Today, The White Tower is Grade I listed and also a World Heritage Site together with its surrounding buildings and the wall. Under the care of Historic Royal Palaces, the Tower went through a £2 million conservation programme, cleaning and repairing the structure.

Did you know?

The Kray Twins, Ronnie and Reggie, two of the most infamous English gangsters were among the last prisoners held at the Tower of London in 1952 for failing to do National Service as part of their sentence.

The architecture

Originally built of Caen stone, the Tower is about 27.5m high and forms a rectangular plan with 3 rooms on each floor. The basement is roughly finished with walls measuring 4.5m deep and was often used for storage purposes. The first floor, which used to be the main entrance floor, has a large and a small hall which each contain a fireplace and large windows and would have been used by important officials and the Constable of the Tower who was in charge when the king was not in residence.

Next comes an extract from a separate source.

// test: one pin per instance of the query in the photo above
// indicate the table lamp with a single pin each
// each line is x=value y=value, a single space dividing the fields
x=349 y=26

On the second floor stood St John’s Chapel, a crypt which occupies the south-east corner of the White Tower. The nave is barrel-vaulted and ends in a semi-domed apse, with groin-vaulted walkways and aisles on either side. The columns run round the whole of the crypt holding up the gallery, and have different styled capitals. The plain and simple aesthetic of the chapel today is how it would have looked back in the Norman times, however during Henry III’s reign, it would have been decorated with more elaborate ornaments such as stained glass windows and gold-painted cross.

Most of the exterior is now faced in Portland stone after renovations made by Inigo Jones in the 17th and 18th centuries, and has blind arcading around the building with buttresses in between. Recently, the exterior of the Tower had to be cleaned of the pollution it had accumulated over the years to prevent further damage already caused to the structure.